You know the one I’m talking about… the one that fills your mind with thoughts of chocolate chip cookies or ice cream as soon as you sit down after a long day or the one that makes it impossible to walk by the donuts sitting on the break room table. We all have one and the majority of us, at least at some point, has felt like the dragon has gotten out of control!

One of the questions I’ve gotten a lot is “how do I stop eating so many sweets?” This is an especially common struggle because sweets are everywhere! You’ll find them at work, at church, and at every single get-together! So, what do you do if you are trying to reduce your sugar intake? 

You have to tame the dragon… you have to regain control! As we talked about in Episode 4 - Deconstructing Cravings, food (including sugary foods) isn’t just something that keeps us from being hungry, it’s information - it causes a biological reaction. Consuming sugary foods results in a dopamine release in our brains and so now every time we see the cupcakes or donuts, our brain sees an opportunity for more dopamine.  The problem is that dopamine doesn’t actually make us happy or satisfied, it just motivates us toward the reward of feeling happy. So basically every time you or I consume sugar, we’re just training our brains to continue to pursue consuming more sugar. 

Since most of us aren’t interested in absolutely never consuming sugar again (um..no thanks!), how can we stay in control of these cravings rather than letting them control and motivate us? 

Try an Elimination Diet

The first tip I have for taming your sugar dragon is the most extreme, but it is also the most effective - and that is to starve it.
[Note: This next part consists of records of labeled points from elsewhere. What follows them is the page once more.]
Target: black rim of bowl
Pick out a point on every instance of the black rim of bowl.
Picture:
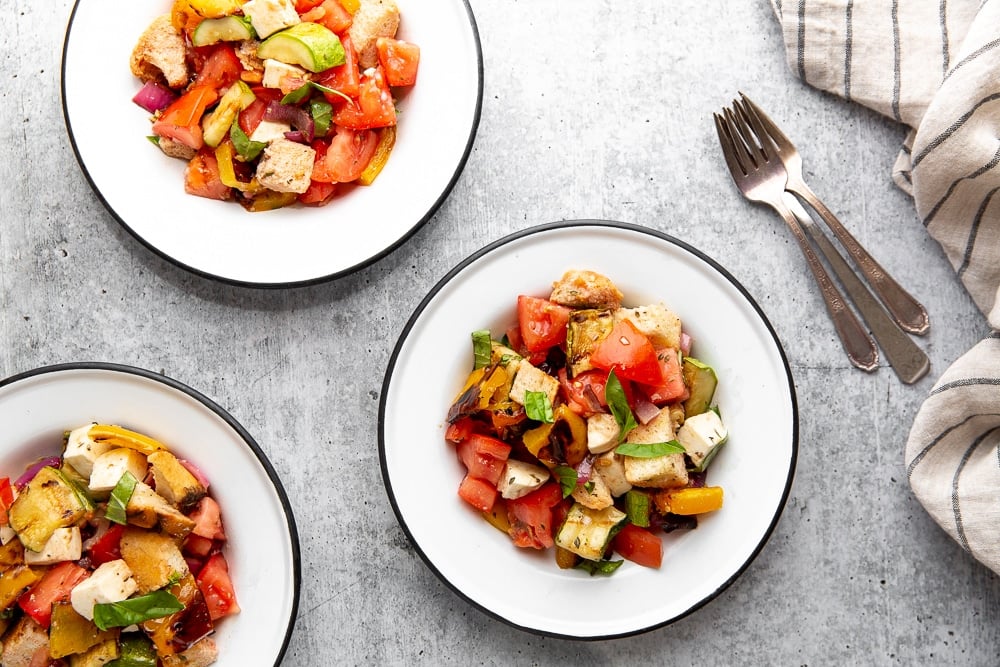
(571, 224)
(449, 186)
(233, 424)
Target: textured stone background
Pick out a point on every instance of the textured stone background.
(591, 109)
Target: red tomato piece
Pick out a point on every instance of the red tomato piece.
(630, 353)
(542, 322)
(344, 78)
(108, 547)
(399, 59)
(639, 546)
(221, 68)
(181, 120)
(478, 493)
(217, 588)
(346, 157)
(202, 177)
(207, 519)
(531, 517)
(374, 106)
(484, 457)
(673, 387)
(54, 586)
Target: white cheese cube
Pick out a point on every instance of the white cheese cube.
(65, 544)
(270, 16)
(275, 70)
(110, 466)
(520, 478)
(269, 130)
(529, 378)
(701, 434)
(602, 433)
(111, 582)
(82, 450)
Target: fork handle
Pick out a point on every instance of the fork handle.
(857, 342)
(907, 311)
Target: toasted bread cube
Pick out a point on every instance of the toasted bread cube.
(154, 558)
(175, 482)
(529, 378)
(656, 322)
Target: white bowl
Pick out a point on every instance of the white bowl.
(527, 590)
(36, 407)
(144, 190)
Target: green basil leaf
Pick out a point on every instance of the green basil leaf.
(615, 396)
(650, 450)
(567, 479)
(594, 567)
(136, 610)
(538, 406)
(322, 113)
(120, 496)
(245, 147)
(482, 348)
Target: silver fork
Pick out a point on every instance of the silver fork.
(763, 181)
(907, 311)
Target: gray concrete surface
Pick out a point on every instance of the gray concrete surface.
(591, 109)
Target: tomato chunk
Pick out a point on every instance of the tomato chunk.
(54, 587)
(217, 587)
(531, 517)
(630, 353)
(542, 322)
(639, 546)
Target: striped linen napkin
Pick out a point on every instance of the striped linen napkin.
(934, 66)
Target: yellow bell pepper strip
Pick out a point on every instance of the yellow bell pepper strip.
(386, 141)
(692, 500)
(122, 437)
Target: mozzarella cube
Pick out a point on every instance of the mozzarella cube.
(82, 450)
(275, 70)
(602, 433)
(111, 582)
(269, 130)
(110, 466)
(270, 16)
(701, 434)
(529, 378)
(65, 544)
(520, 478)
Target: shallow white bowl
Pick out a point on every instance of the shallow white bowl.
(434, 356)
(144, 190)
(36, 407)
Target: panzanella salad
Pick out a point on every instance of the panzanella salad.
(588, 428)
(112, 554)
(273, 102)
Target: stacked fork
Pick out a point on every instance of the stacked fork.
(767, 168)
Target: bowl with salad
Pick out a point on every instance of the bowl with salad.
(126, 535)
(606, 422)
(272, 142)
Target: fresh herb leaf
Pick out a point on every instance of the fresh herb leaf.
(615, 395)
(482, 348)
(595, 567)
(136, 610)
(567, 479)
(650, 450)
(538, 406)
(245, 147)
(322, 113)
(120, 496)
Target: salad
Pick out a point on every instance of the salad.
(588, 428)
(275, 102)
(112, 554)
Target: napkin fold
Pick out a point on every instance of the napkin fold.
(935, 67)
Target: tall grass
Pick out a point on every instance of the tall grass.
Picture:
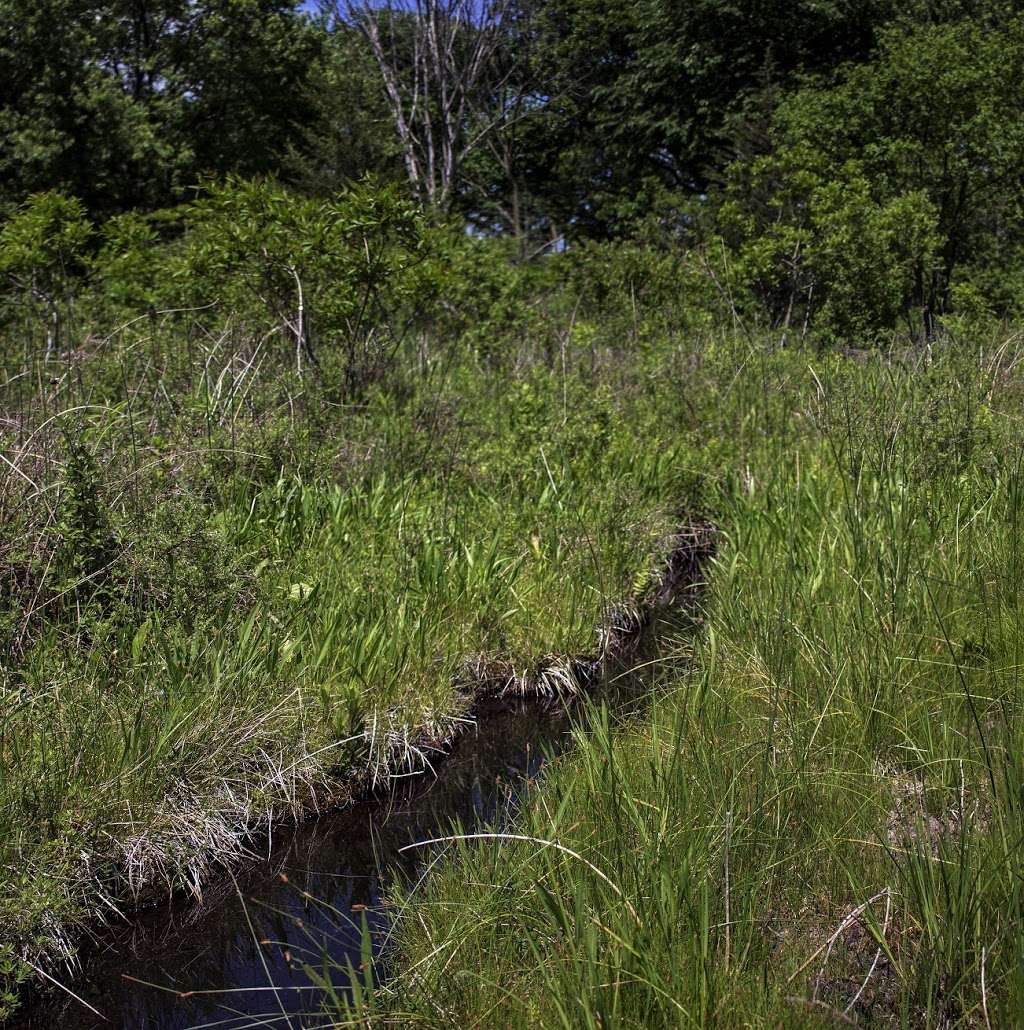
(232, 598)
(819, 820)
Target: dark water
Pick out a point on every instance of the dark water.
(239, 957)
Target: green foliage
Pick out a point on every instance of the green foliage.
(129, 102)
(888, 189)
(833, 756)
(330, 271)
(87, 547)
(42, 246)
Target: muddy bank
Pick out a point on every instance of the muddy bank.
(238, 958)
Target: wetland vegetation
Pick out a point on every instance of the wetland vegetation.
(326, 410)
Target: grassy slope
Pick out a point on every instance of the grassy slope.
(821, 823)
(249, 595)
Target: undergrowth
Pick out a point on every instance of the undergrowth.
(819, 820)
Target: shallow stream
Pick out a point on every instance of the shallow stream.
(238, 958)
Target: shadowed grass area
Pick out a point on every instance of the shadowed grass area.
(200, 642)
(819, 821)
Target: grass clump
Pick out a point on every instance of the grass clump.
(818, 821)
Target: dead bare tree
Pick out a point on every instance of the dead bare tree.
(445, 83)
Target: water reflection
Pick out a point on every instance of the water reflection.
(240, 959)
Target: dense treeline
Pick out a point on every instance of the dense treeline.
(354, 359)
(855, 166)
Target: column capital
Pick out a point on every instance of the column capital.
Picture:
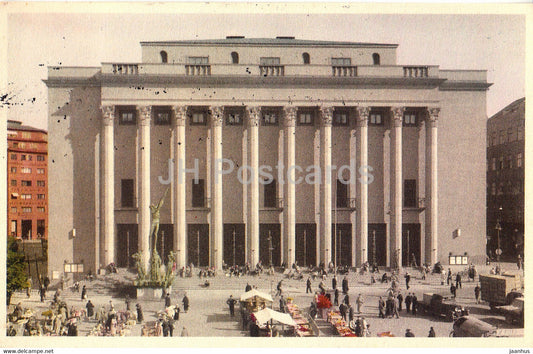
(397, 116)
(217, 115)
(254, 115)
(433, 116)
(108, 114)
(289, 119)
(180, 115)
(363, 112)
(326, 115)
(145, 114)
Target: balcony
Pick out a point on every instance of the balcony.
(344, 71)
(271, 70)
(198, 70)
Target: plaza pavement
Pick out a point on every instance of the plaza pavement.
(209, 315)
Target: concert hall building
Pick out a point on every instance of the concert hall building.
(249, 135)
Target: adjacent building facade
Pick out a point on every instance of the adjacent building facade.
(387, 160)
(27, 171)
(505, 181)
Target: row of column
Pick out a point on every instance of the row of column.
(254, 117)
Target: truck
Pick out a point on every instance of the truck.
(441, 306)
(499, 290)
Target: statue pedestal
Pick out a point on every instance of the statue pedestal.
(152, 293)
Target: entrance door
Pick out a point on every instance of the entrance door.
(377, 244)
(270, 244)
(127, 244)
(198, 244)
(306, 244)
(234, 244)
(410, 245)
(341, 244)
(165, 241)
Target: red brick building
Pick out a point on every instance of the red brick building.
(27, 170)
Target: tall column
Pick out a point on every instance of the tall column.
(180, 182)
(108, 180)
(145, 114)
(397, 197)
(254, 116)
(217, 223)
(326, 115)
(362, 201)
(432, 186)
(289, 210)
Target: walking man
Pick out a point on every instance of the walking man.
(231, 303)
(360, 301)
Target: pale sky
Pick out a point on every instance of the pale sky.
(495, 43)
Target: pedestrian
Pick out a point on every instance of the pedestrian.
(308, 288)
(400, 300)
(185, 303)
(408, 300)
(453, 290)
(231, 303)
(431, 332)
(414, 305)
(90, 309)
(42, 293)
(381, 307)
(140, 315)
(477, 293)
(184, 332)
(345, 285)
(360, 301)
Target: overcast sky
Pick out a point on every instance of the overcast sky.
(495, 43)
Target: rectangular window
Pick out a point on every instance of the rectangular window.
(198, 118)
(198, 193)
(341, 61)
(127, 193)
(127, 117)
(198, 60)
(305, 118)
(376, 118)
(409, 193)
(409, 119)
(340, 118)
(162, 117)
(342, 194)
(270, 118)
(269, 61)
(269, 195)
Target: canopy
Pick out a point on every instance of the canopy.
(266, 315)
(254, 295)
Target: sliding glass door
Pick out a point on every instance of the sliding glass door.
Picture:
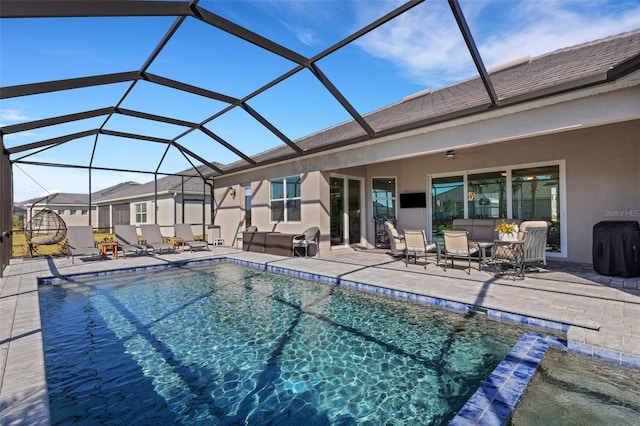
(346, 210)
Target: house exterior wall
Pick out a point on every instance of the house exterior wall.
(230, 213)
(601, 178)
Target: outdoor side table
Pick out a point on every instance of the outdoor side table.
(508, 258)
(109, 245)
(483, 251)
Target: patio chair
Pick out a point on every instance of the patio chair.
(183, 230)
(456, 244)
(416, 244)
(310, 237)
(534, 234)
(81, 242)
(396, 240)
(127, 239)
(153, 238)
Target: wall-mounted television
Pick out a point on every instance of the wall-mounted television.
(413, 200)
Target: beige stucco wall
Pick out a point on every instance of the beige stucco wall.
(602, 178)
(229, 214)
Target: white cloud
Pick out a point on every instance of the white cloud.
(33, 181)
(426, 42)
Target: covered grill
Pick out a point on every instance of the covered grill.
(616, 248)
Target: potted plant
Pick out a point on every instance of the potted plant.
(507, 231)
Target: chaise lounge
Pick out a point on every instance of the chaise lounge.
(153, 238)
(183, 230)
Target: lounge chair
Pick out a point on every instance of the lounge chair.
(183, 230)
(456, 244)
(398, 246)
(81, 242)
(127, 239)
(310, 237)
(153, 238)
(416, 245)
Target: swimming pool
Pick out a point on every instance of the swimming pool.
(226, 344)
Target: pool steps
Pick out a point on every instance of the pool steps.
(496, 399)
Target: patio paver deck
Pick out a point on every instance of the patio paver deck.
(603, 312)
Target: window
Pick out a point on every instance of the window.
(487, 195)
(383, 196)
(141, 213)
(285, 199)
(524, 193)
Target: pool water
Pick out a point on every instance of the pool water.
(225, 344)
(570, 389)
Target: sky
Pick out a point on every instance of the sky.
(420, 49)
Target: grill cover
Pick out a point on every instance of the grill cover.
(616, 248)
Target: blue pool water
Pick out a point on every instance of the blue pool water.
(225, 344)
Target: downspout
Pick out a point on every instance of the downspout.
(182, 195)
(155, 198)
(204, 209)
Which means to not feed it any sugar at all for a period of time. Most people refer to this as an elimination diet where you basically do just that - you eliminate certain foods, usually inflammatory or addictive foods, for a certain period of time, usually 2-4 weeks. As I mentioned, this option will definitely give the best results, but it is also the most difficult and you will most likely experience withdrawal symptoms like headaches, irritability, lack of energy, etc. for a few days.  There are several programs out there that can lead you through an elimination diet, something like the Whole30 or the 21-day sugar detox.

I have done this method myself and while the first 3-5 days were really tough, I do feel like it made a drastic difference in the number of cravings I was having as well as my ability to stay in control. I also felt so good after finishing the elimination diet! So, I highly recommend this method if you’re serious about it and up for the challenge.

Make Intentional Decisions 

The second tip I have for taming your sugar dragon is something that you need to do whether you do the elimination diet or not, and that is to start being deliberate with your food choices. You will never feel in control of your health or of any type of cravings if you allow what you eat to be determined by your feelings. Now, I know that this is hard and not something that I have mastered 100% of the time either, but it is something that I’ve become very aware of. Take the time to slow down and be aware of how you’re feeling and give your brain a second to think through the decision before you just automatically say “yes” and indulge. It’s not that indulging is a bad thing or that you always need to say no to sweets,  but not thinking through your decisions and eating impulsively will always leave you feeling out of control and regretful. You will 100% feel better about eating dessert if it was a conscious choice and something you really want than you will if you only eat because it is there or because everyone else is. 

We also need to talk about the mentality of using food as a reward or a treat - and that goes for any food. It’s this mentality that we’ve slipped into as a society and it starts when we are little kids - that I don’t even know if we are aware of. We give them sweets as rewards for good behavior or for eating all their dinner, and while the intention is obviously harmless, the result is not. Food is fuel and we’ve got to change the way that we look at it or else every time we have a bad day we’re going to tell ourselves that we deserve a “treat” on the way home to help us cope and friends, food is not a healthy coping mechanism! This is a difficult mindset to shift (for me as well) but it starts with being aware and becoming more intentional in our decisions! 

Create Some Distance

The third tip to help tame your sugar dragon is to create some distance! There are a number of ways that you can do this, but my favorite way is to just not keep tempting sugary foods in the house! It becomes so much more difficult to resist the candy if it's in your pantry or your desk drawer at work. If you are going to eat it, you will have to make the conscious decision to leave where you are to go get it and most often, that extra effort alone will be enough of a deterrent. And if not, it at least provided you with time to really consider your decision. 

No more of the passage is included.